When news broke next morning that two women had been found murdered in Collingwood, he rang Easey Street again, from his sister’s house. The telephone was engaged, so he assumed the women were safe. But when his sister called the same number five minutes later, a detective answered. Within minutes he, Henry and their sister were picked up, then split up for several hours of intense questioning.
Their stories tallied, but Barry Woodard felt that a question mark hung unjustly over his head for twenty one years. Until one afternoon in August 1998, when he came home from work to his house in a country town to find two detectives waiting for him. They asked for a blood sample. He was, like his brother and six other men, pleased to give it.
The other man who had been in the house without seeing the bodies was the tobacco salesman who had met Susan Bartlett the previous week. Like the shearer, the salesman was worried because no-one answered his calls, so he drove to Easey Street about 10.30 on Tuesday night – with a male friend, luckily, who was able to verify his story.
After knocking on the front door, he walked down the side lane, climbed through the unlocked window of Susan Bartlett’s empty bedroom and copied the house’s telephone number on a cigarette packet before climbing back out the window, all without seeing the bodies a few metres up the unlit hall.
The fourth man was a crime reporter, John Grant, known as ‘Grunter’ and one of the hardest of the hard cases working for the then popular tabloid scandal sheet, Truth. Tough, streetsmart, and with a reputation for wild living that could have got him a job in the armed robbery squad, Grant had ‘crashed’ for the night in the hallway of Ilona Stevens’s house, number 149, on that Monday.
The homicide squad spent a long, hard day questioning him but established only that he’d heard nothing through the double brick party wall. What intrigued detectives, and other reporters, was the ghastly coincidence that Grant had also been one of the last people to see Julie Garciacelay, a twenty-year-old American, apparently abducted from her North Melbourne flat in 1975, and almost certainly murdered.
He was cleared of any involvement in either case but he, too, had to live with innuendo until the DNA tests cleared him.

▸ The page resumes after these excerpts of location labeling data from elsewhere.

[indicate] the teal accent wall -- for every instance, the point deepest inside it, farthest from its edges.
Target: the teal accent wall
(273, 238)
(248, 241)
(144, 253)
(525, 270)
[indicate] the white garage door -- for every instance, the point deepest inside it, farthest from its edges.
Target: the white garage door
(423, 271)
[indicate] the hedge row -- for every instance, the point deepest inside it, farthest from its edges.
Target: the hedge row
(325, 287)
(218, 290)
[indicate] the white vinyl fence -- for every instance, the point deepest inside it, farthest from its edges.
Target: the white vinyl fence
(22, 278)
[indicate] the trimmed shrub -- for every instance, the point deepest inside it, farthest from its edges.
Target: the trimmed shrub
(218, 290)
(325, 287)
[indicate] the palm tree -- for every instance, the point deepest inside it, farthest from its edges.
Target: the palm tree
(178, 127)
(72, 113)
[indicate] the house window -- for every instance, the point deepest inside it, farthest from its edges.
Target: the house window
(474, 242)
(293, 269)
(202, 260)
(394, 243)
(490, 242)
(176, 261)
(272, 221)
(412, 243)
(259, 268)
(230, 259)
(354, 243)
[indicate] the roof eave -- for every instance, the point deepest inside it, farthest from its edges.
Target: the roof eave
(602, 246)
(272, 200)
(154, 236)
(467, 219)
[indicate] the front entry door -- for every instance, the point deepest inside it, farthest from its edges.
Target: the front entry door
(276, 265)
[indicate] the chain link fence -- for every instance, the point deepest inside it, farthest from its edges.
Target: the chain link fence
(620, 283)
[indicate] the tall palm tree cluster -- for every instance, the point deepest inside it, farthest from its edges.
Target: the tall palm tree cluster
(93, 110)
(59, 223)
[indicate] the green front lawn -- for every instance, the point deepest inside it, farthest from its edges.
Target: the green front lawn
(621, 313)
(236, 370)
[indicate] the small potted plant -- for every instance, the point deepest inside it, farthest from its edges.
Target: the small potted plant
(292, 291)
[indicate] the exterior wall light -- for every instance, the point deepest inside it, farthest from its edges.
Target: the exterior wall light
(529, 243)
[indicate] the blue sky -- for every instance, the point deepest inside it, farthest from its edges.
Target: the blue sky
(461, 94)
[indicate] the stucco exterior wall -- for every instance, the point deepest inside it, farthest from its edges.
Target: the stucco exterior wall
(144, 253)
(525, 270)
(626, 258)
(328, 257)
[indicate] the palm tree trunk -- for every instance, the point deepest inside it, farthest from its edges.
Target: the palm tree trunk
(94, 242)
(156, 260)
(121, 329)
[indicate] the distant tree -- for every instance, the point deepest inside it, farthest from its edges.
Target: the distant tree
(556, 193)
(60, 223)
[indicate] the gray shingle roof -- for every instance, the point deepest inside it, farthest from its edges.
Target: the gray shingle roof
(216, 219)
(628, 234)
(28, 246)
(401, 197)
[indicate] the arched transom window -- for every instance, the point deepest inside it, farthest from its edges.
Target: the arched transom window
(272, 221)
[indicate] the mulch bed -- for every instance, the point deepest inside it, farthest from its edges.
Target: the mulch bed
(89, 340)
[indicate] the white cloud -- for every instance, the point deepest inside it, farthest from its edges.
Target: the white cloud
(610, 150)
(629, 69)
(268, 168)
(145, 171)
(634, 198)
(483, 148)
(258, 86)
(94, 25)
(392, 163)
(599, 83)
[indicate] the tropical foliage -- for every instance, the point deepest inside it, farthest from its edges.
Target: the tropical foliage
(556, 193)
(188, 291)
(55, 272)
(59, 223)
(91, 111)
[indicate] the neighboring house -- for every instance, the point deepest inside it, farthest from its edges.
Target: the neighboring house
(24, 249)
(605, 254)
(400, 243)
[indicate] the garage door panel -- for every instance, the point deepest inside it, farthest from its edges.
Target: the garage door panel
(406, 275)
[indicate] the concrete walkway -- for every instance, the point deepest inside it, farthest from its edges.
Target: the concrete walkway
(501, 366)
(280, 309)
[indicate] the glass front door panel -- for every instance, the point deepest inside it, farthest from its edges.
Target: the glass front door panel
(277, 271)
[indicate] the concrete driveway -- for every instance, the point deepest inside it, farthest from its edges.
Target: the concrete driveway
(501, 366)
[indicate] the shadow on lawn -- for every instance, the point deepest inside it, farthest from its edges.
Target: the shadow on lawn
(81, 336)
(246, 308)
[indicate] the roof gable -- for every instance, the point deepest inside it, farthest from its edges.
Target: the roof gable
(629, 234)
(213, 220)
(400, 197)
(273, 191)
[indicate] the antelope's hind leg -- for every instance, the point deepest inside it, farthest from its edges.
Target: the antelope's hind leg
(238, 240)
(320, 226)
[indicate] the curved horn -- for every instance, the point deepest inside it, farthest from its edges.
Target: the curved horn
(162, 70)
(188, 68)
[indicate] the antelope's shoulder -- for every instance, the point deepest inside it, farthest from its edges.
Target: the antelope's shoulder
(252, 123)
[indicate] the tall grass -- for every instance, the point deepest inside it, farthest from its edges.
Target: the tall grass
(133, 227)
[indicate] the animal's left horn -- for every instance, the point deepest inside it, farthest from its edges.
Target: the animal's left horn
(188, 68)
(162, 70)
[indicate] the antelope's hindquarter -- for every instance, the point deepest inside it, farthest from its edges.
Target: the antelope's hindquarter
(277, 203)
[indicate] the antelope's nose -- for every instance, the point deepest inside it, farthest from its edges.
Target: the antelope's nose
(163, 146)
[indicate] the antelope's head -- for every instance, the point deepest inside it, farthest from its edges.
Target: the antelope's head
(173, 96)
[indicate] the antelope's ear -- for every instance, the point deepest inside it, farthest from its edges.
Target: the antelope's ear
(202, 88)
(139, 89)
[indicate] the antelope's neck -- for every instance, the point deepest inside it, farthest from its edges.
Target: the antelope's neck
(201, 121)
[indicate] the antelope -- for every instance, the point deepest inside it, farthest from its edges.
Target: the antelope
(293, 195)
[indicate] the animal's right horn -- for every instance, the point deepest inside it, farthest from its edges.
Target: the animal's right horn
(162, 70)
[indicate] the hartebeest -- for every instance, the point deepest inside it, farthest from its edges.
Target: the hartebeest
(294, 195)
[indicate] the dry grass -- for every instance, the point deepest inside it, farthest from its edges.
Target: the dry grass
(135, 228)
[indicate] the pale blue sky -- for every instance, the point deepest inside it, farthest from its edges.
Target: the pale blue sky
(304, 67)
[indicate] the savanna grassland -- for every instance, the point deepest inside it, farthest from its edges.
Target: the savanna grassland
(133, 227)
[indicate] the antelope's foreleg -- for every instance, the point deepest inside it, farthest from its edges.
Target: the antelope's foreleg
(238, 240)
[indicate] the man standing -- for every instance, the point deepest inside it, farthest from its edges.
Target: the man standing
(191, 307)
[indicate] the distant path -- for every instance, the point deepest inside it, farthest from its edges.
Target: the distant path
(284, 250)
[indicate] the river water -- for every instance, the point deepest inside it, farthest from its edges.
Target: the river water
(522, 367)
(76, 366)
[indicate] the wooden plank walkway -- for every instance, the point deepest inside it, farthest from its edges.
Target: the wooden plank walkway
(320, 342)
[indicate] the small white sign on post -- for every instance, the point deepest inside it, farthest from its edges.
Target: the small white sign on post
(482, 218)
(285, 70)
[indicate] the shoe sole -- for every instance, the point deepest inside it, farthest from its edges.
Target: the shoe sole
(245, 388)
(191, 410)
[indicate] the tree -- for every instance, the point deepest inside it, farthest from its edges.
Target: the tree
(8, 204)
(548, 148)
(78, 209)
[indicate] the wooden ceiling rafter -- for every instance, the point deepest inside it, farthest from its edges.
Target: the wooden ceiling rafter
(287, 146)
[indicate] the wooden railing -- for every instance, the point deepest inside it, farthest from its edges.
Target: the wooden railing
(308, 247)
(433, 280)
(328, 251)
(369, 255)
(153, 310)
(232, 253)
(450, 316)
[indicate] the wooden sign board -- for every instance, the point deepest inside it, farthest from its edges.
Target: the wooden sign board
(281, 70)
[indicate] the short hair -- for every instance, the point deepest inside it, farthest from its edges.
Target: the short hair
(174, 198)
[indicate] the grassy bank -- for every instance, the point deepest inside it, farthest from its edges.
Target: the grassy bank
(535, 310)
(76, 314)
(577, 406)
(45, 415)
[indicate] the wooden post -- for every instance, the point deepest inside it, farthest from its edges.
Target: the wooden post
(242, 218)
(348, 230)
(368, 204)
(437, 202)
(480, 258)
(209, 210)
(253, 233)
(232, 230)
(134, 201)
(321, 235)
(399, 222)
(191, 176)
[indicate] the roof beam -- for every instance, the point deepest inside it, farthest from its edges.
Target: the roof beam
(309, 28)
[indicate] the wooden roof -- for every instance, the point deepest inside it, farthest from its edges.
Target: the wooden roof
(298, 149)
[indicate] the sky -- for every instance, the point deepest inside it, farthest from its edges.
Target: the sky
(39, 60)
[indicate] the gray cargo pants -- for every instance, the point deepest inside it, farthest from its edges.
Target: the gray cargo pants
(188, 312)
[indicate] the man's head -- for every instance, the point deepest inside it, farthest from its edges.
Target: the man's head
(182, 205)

Still wary, perhaps, after his earlier experiences with the law, he had a lawyer with him when he gave his blood sample in 1998.
There were other leads in 1977 – too many, probably – but they all came to nothing.
A knife was found at nearby Victoria Park railway station at 10.30pm on the night of the murders. A man with a history of sex offences was interviewed after stabbing a farmer in Tasmania; he had been living near Collingwood at the time of the murders, and had crossed Bass Strait days later, taking a car with a bloodstained knife, boots and shirt in the boot. And then, the dead women had known a lot of men who, in turn, knew other men.
The case frustrated the then head of the homicide squad, Detective Inspector Noel Jubb, who was to retire still tormented about what had really happened that night. It also fascinated Tom Prior, a veteran crime journalist and prolific author.
After retiring from daily newspapers in the early 1990s, Prior re-investigated the case to gather material for a definitive book. As it happened, he was diagnosed with a potentially terminal disease before he finished, and was forced to publish They Trusted Men in 1997 knowing it was a work in progress, not the book he’d planned.
But the old sleuth made friends with Greg Armstrong, by this time a young man, and helped find his natural father on the Greek island of Naxos, where the two were re-united.